Life-sized (well, maybe not quite life-sized, but big!) plaster replicas of dinosaurs were commissioned and were part of the exhibit, and they are still around the grounds of the park, along with models of more modern animals - elk, tapirs, etc. The palace was on a hill, and standing atop it you get sweeping views of the countryside to the south (the city falls away and greenery takes over pretty quickly once you're outside Greater London) and to the north, where you can see the City, with St. Paul's and the modern office building nicknamed The Gherkin.
Last night, my friends Tim, Alice, Alison and I met my friend Bucky outside the Canary Wharf station for a tour of the Island, dinner, and a visit to the local. Bucky runs the theatre program at the London branch of the American School in St. John's Wood, and spends more time around Americans than around Brits, and had been to the Isle of Dogs only a few times, and then only to Canary Wharf.
From the first years of the 19th century until the 1960's, the Isle of Dogs was home to London's major ports. When container shipping took hold, the docks gradually fell into disuse, leaving acres of derelict buildings and massive unemployment. In the early 1990s, an adventurous financier built Canada Tower, Britain's tallest building, hoping to create a new commerical center. At first it sat largely empty, but soon business took off. The publishing industry, long located at and sometimes simply referred to as "Fleet Street," moved to Canary Wharf, as did other businesses. Now there are many skyscrapers with housing Citibank, Barclay's, and other international corporations, with luxury flats and hotels. When I asked a cab driver to take me to the Isle of Dogs, he said, "Oh, the Isle of Money." But it's not all like that.
We walked to South Quay and then around the docks to near Millwall and the Mudchute DLR station, and then cut through Mudchute Farm and Millwall Park. Tim said that Mudchute is the largest farm inside a city. I think! There are allotments, or community garden plots, as well as sheep, cows, goats and other farm animals. The Mudchute is so named because when the second set of docks were being built in the mid-19th century, the excavated dirt was thrown up into a berm alongside the channel - and there it remains. It's a lovely oasis of green.
Donna met us at Memsaheb, my favorite Indian restaurant here, right on the river, and had a great meal, then walked along the river back to my old neighborhood. The Observatory in Greenwich projects a green laser beam along the meridien line, which shoots hot and bright in the dark above the river. We went for a drink at the Lord Nelson put, my old haunt. The Nelson's been there since about 1850, and for decades was a dockies' pub, catering to the dockworkers that were the Island's main population from about 1800 to 1900 or so.

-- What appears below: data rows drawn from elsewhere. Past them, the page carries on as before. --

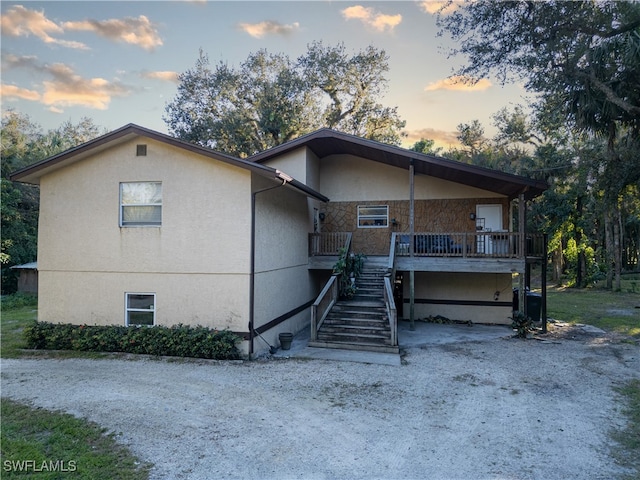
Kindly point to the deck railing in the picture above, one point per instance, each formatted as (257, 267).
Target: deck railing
(328, 243)
(492, 244)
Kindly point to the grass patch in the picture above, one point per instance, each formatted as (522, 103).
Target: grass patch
(41, 444)
(628, 440)
(17, 311)
(611, 311)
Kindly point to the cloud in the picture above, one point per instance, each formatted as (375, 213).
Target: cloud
(135, 31)
(440, 137)
(66, 88)
(372, 18)
(259, 30)
(22, 22)
(69, 89)
(12, 92)
(459, 83)
(435, 6)
(167, 76)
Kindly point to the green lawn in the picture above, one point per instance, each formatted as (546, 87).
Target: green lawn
(35, 442)
(40, 444)
(612, 311)
(13, 322)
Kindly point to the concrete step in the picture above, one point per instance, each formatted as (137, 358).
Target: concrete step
(354, 337)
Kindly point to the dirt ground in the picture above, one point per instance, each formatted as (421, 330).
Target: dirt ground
(497, 409)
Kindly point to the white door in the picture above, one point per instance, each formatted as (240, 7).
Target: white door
(492, 215)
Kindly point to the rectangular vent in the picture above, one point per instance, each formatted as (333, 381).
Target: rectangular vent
(141, 150)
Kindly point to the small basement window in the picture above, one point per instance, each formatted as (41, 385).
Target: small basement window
(373, 216)
(140, 204)
(140, 309)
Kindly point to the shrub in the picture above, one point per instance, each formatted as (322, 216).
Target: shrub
(178, 340)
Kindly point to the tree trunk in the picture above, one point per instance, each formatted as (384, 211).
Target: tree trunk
(617, 247)
(557, 264)
(608, 245)
(580, 267)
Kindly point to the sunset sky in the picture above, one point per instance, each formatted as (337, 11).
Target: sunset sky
(117, 62)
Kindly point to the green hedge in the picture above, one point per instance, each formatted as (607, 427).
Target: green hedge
(178, 340)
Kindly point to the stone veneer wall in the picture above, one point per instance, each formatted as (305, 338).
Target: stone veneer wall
(447, 215)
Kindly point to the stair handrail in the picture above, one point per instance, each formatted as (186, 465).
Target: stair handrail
(390, 304)
(323, 304)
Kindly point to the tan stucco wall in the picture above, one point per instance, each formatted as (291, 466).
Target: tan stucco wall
(98, 298)
(346, 178)
(283, 281)
(199, 254)
(461, 287)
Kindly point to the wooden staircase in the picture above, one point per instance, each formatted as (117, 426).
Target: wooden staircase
(359, 323)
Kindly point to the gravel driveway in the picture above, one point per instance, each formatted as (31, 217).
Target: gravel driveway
(499, 409)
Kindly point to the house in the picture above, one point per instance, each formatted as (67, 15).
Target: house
(140, 228)
(467, 224)
(28, 277)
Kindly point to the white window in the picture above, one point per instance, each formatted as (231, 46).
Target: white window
(140, 204)
(140, 309)
(373, 216)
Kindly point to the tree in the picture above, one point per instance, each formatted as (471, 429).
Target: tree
(270, 99)
(23, 143)
(426, 146)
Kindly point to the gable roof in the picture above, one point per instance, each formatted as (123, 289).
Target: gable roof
(33, 173)
(327, 142)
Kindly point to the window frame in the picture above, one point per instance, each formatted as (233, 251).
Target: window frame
(384, 218)
(124, 224)
(128, 309)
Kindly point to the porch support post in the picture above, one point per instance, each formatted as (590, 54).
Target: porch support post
(522, 247)
(412, 279)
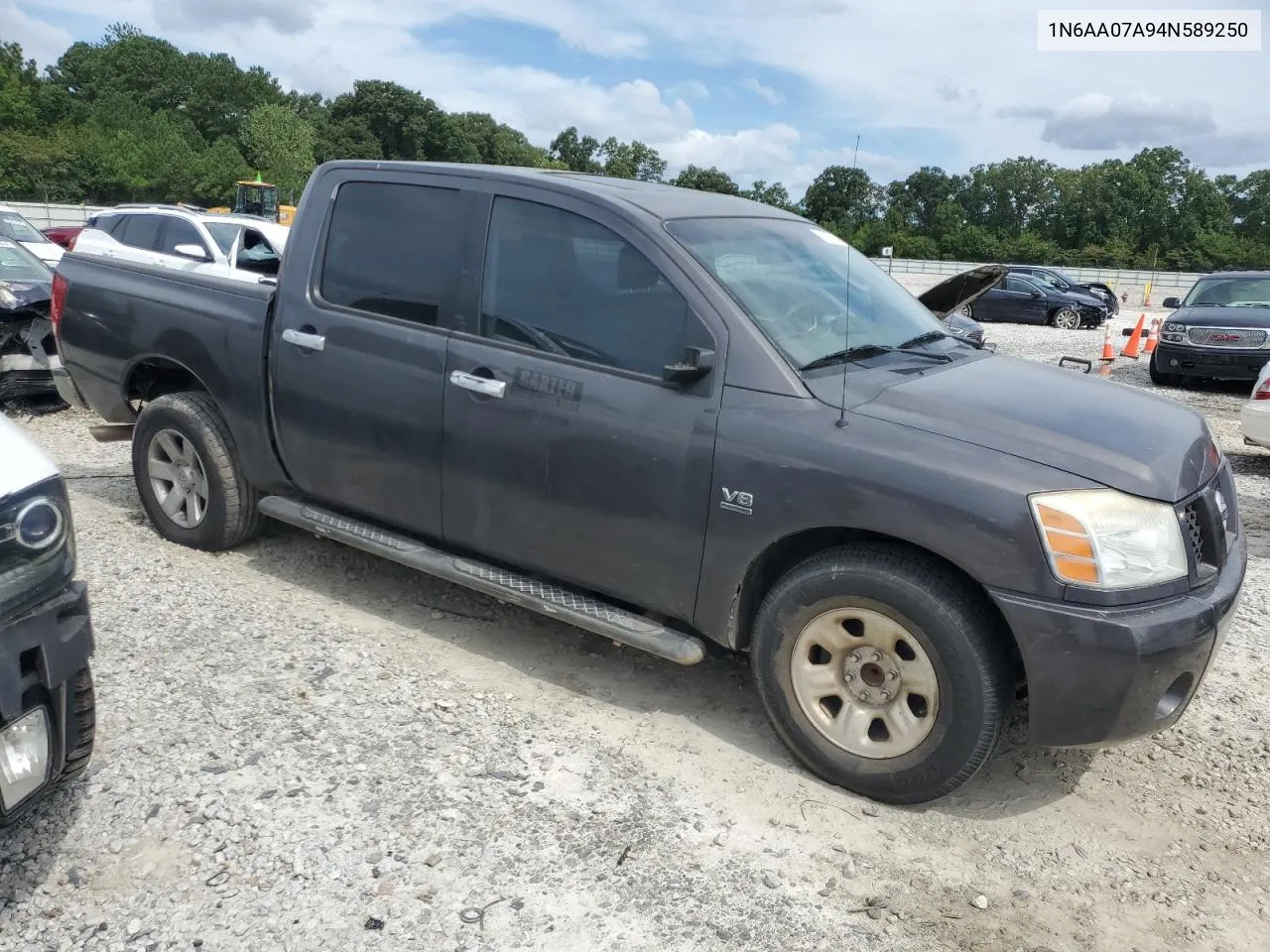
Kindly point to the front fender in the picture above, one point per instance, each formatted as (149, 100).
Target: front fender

The southwest quadrant of the Island, especially, still has a very neighborhoody feel, with many dockers' cottages that were built in the late 19th and early 20th centuries. The area along the river was heavily industrial from the second half of the 19th century, and was badly bombed during the World War II, with many civilian deaths. Now most of the river front has newer upscale flats. But in other places, there are still many people whose families have lived on the Island for years.
I really enjoyed living in this neighborhood when I was here for almost a year and a half two years ago caring for my mother. Since there are only two ways onto the Isle of Dogs by car (Blackwall Tunnel at the northeast and the Limehouse Link at the northwest), it's a lot more quiet and laid back than central London.
If you look at maps showing the Island up until the beginning of the 19th century, there isn't much there. A road around the perimeter, and one leading up the center of the horseshoe-shaped peninsula, with a ferry house at the foot of the island, near where the roads intersect, and a chapel house partway up the north-south middle road.
I lived where that north-south road, Eastferry Road, intersects the perimeter road, which is Westferry Road on the west and Manchester Road on the east. A couple hundred feet away, closer to the water, was the site of the ferry to Greenwich, which was there at least since the 14th century. Samuel Pepys got stuck there for a day, trying to get to a wedding south of the river. For all that time, there has always been a public house near the site, though the current Ferry House pub is only about 200 years old.